Suppose the ACL in the following figure is assigned to filter the IPv4 traffic from an authenticated client on a given port in the switch:
Sequential comparison

As shown above, the ACL tries to apply the first ACE in the list. If there is no match it tries the second ACE, and so on. When a match is found, the ACL invokes the configured action for that entry (permit or drop the packet) and no further comparisons of the packet are made with the remaining ACEs in the list.

This means that when an ACE whose criteria matches a packet is found, the action configured for that ACE is invoked, and any remaining ACEs in the ACL are ignored. Because of this sequential processing, successfully implementing an ACL depends in part on configuring ACEs in the correct order for the overall policy you want the ACL to enforce.

The packet-filtering process in an ACL with N entries (ACEs)
NOTE:

The order in which an ACE occurs in an ACL is significant.

For example, if an ACL contains six ACEs, but the first ACE allows Permit Any forwarding, then the ACL permits all IPv4 traffic, and the remaining

ACEs in the list do not apply, even if they specify criteria that would make a match with any of the traffic permitted by the first ACE.

For example, suppose you want to configure an ACL on the switch (with an ID of "Test-02") to invoke these policies for routed traffic entering the switch on VLAN 12:

Procedure
  1. Permit inbound IPv4 traffic from IP address 10.11.11.42.
  2. Deny only the inbound Telnet traffic from address 10.11.11.101.
  3. Permit only inbound Telnet traffic from IP address 10.11.11.33.
  4. Deny all other inbound IPv4 traffic.

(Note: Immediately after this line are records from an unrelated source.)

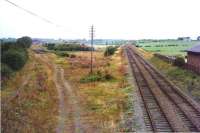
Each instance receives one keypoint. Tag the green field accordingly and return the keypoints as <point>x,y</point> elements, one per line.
<point>167,47</point>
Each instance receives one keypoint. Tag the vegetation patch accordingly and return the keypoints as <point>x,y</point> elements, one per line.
<point>188,81</point>
<point>110,50</point>
<point>14,56</point>
<point>103,93</point>
<point>97,76</point>
<point>29,100</point>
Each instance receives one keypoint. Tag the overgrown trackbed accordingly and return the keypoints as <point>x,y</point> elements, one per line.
<point>69,111</point>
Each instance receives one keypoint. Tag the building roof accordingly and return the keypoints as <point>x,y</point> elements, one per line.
<point>194,49</point>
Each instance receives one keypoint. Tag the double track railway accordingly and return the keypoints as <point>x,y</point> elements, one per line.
<point>166,108</point>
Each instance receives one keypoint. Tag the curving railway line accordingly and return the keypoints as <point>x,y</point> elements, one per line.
<point>166,108</point>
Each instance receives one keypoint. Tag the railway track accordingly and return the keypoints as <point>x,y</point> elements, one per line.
<point>166,108</point>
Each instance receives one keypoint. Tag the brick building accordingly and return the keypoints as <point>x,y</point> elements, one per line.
<point>193,58</point>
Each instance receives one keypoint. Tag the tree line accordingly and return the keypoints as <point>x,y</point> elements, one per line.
<point>67,47</point>
<point>14,55</point>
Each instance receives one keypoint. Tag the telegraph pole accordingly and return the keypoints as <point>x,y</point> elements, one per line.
<point>92,37</point>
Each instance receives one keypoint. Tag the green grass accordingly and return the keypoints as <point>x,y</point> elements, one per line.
<point>169,47</point>
<point>187,81</point>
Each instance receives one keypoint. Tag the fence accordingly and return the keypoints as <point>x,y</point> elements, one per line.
<point>168,59</point>
<point>171,59</point>
<point>192,68</point>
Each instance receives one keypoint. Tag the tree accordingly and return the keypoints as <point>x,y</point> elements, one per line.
<point>14,58</point>
<point>5,70</point>
<point>24,42</point>
<point>179,61</point>
<point>110,50</point>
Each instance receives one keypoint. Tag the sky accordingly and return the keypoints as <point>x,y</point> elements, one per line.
<point>112,19</point>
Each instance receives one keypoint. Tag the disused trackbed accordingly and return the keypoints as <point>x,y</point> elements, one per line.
<point>166,108</point>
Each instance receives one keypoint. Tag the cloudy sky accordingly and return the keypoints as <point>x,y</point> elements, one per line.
<point>117,19</point>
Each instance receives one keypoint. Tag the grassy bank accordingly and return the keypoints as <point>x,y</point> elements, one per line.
<point>29,100</point>
<point>102,101</point>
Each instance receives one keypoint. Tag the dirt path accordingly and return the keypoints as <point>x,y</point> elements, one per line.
<point>69,119</point>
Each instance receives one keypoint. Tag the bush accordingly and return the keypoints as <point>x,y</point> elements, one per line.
<point>72,56</point>
<point>24,42</point>
<point>62,53</point>
<point>98,76</point>
<point>110,50</point>
<point>6,71</point>
<point>15,58</point>
<point>179,61</point>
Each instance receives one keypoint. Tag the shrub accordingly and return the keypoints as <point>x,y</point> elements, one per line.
<point>6,71</point>
<point>72,56</point>
<point>24,42</point>
<point>62,53</point>
<point>179,61</point>
<point>110,50</point>
<point>98,76</point>
<point>15,58</point>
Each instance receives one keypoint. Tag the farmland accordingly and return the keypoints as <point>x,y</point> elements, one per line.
<point>167,47</point>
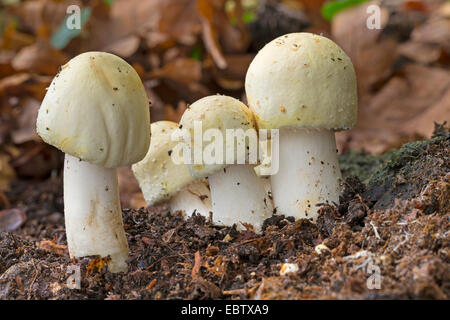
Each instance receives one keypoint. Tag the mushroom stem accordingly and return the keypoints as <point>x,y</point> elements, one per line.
<point>308,173</point>
<point>239,195</point>
<point>93,214</point>
<point>194,197</point>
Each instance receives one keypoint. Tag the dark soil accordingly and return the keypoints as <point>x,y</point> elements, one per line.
<point>393,219</point>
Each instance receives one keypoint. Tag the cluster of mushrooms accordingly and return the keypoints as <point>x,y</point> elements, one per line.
<point>97,112</point>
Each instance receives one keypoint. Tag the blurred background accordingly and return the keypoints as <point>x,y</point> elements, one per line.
<point>186,49</point>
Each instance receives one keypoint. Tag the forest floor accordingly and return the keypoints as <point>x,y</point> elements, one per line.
<point>388,239</point>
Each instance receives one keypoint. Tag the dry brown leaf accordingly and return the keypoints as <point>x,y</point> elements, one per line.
<point>402,111</point>
<point>421,52</point>
<point>183,70</point>
<point>21,84</point>
<point>11,219</point>
<point>51,247</point>
<point>197,265</point>
<point>7,173</point>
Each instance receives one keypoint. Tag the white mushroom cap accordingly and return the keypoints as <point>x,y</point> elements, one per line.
<point>159,176</point>
<point>216,112</point>
<point>96,109</point>
<point>302,80</point>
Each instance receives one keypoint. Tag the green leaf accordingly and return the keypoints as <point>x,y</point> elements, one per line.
<point>329,9</point>
<point>63,35</point>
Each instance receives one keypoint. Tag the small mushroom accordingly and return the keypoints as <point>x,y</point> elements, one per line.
<point>308,94</point>
<point>99,129</point>
<point>238,194</point>
<point>163,178</point>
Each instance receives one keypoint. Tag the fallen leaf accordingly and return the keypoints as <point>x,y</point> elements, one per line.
<point>51,247</point>
<point>11,219</point>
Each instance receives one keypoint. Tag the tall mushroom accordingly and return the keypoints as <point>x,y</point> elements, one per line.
<point>96,111</point>
<point>238,194</point>
<point>304,85</point>
<point>162,177</point>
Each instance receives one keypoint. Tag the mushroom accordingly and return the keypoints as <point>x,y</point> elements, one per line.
<point>162,177</point>
<point>96,111</point>
<point>305,86</point>
<point>238,194</point>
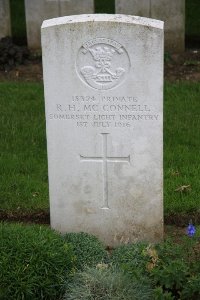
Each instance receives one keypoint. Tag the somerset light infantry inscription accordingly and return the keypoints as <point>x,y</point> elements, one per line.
<point>103,81</point>
<point>104,159</point>
<point>102,63</point>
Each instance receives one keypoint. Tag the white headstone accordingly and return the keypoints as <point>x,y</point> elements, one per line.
<point>103,78</point>
<point>39,10</point>
<point>172,12</point>
<point>5,27</point>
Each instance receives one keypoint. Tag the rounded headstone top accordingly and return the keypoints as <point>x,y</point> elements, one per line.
<point>118,18</point>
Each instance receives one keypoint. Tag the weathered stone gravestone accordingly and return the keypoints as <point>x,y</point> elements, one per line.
<point>172,12</point>
<point>5,28</point>
<point>103,77</point>
<point>39,10</point>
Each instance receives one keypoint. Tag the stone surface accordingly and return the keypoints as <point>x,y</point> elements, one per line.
<point>170,11</point>
<point>103,78</point>
<point>39,10</point>
<point>5,28</point>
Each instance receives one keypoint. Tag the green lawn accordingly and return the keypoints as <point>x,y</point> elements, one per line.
<point>23,157</point>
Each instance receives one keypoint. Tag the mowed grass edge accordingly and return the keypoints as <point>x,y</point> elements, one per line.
<point>23,156</point>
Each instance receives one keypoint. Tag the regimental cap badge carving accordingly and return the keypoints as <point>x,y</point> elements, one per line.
<point>102,63</point>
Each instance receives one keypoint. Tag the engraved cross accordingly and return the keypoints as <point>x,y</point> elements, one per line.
<point>104,159</point>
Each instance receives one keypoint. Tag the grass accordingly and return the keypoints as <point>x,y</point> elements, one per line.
<point>35,262</point>
<point>23,157</point>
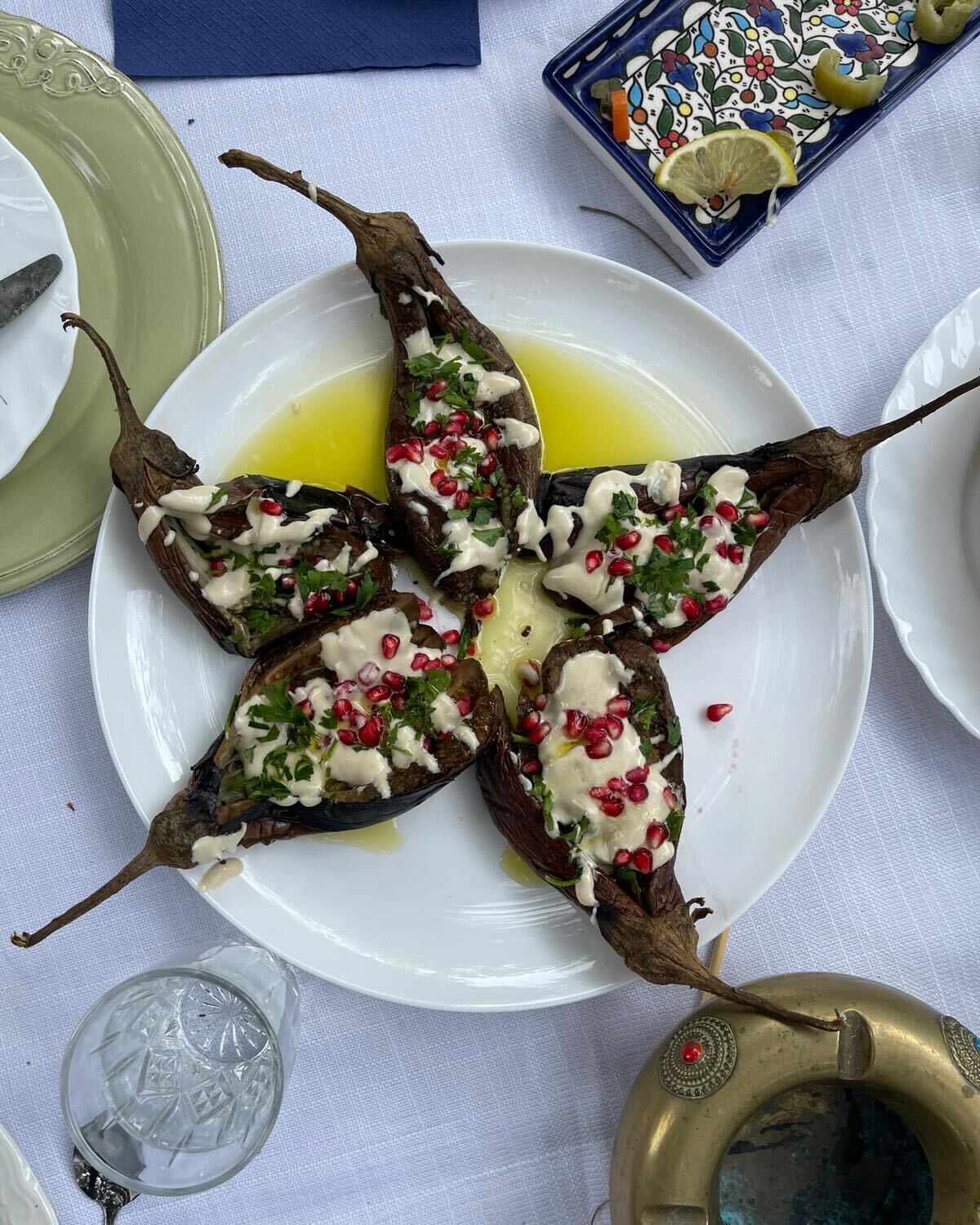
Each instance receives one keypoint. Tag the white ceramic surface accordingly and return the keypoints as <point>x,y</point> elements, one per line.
<point>438,923</point>
<point>929,578</point>
<point>34,350</point>
<point>22,1202</point>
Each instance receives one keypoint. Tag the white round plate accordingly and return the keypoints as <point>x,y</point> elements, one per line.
<point>438,923</point>
<point>36,352</point>
<point>929,580</point>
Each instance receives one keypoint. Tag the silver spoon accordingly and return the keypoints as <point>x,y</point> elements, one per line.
<point>108,1195</point>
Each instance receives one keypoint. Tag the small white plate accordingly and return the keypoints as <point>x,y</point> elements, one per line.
<point>34,350</point>
<point>929,578</point>
<point>438,923</point>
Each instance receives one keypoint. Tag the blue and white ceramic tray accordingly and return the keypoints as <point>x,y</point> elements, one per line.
<point>693,69</point>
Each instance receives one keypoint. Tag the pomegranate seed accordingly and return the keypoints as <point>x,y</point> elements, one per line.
<point>372,733</point>
<point>436,389</point>
<point>642,860</point>
<point>484,608</point>
<point>537,734</point>
<point>690,608</point>
<point>612,727</point>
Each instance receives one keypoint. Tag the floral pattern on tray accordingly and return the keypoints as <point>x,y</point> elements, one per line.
<point>750,64</point>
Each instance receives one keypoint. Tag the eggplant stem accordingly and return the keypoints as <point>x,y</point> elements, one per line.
<point>149,858</point>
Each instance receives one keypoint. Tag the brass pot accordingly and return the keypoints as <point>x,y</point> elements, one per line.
<point>717,1070</point>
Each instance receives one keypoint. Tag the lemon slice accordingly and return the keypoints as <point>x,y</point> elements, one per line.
<point>733,163</point>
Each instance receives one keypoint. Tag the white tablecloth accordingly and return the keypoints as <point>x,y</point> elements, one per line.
<point>404,1116</point>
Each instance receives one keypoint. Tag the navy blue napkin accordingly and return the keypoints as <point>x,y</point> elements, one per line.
<point>212,38</point>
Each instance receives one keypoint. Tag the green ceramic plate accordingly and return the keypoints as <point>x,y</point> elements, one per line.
<point>149,277</point>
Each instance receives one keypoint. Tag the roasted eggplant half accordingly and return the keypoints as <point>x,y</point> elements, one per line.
<point>255,556</point>
<point>590,791</point>
<point>670,544</point>
<point>333,729</point>
<point>463,450</point>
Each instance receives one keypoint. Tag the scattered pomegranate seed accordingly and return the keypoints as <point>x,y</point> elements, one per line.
<point>369,673</point>
<point>484,608</point>
<point>690,608</point>
<point>435,390</point>
<point>372,733</point>
<point>531,720</point>
<point>642,860</point>
<point>537,734</point>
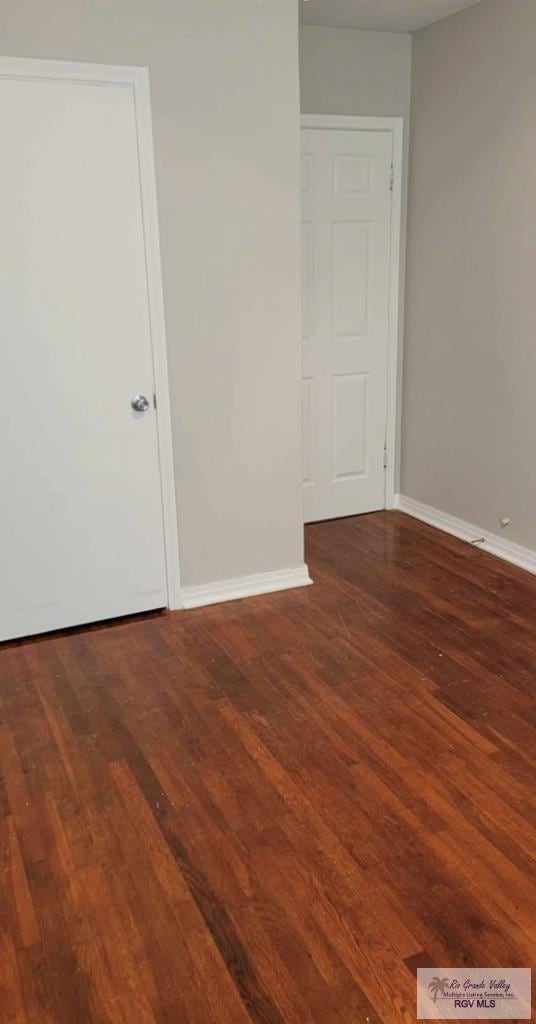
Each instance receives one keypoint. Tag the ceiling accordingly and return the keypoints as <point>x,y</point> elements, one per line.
<point>385,15</point>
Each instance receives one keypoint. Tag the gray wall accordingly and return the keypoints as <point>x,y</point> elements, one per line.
<point>469,408</point>
<point>225,120</point>
<point>343,71</point>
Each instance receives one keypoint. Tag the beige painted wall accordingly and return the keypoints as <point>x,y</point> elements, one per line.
<point>224,86</point>
<point>469,408</point>
<point>343,71</point>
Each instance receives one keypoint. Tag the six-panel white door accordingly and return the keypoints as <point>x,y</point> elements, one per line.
<point>81,531</point>
<point>346,209</point>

The following ACL model , when assigned to inbound filtering on an interface, supports the above case:

How an ACL filters packets

It is important to remember that all IPv4 ACLs configurable on the switch include an implicit deny ip any. That is, IPv4 packets that the ACL does not explicitly permit or deny is implicitly denied, and therefore dropped instead of forwarded on the interface. If you want topreempt the implicit deny so that IPv4 packets not explicitly denied by other ACEs in the ACL are permitted, insert an explicit "permit any" as the last ACE in the ACL. Doing so permits any packet not explicitly denied by earlier entries.

NOTE:

This solution does not apply in the preceding example, where the intention is for the switch to forward only explicitly permitted IPv4 packets routed on VLAN 12.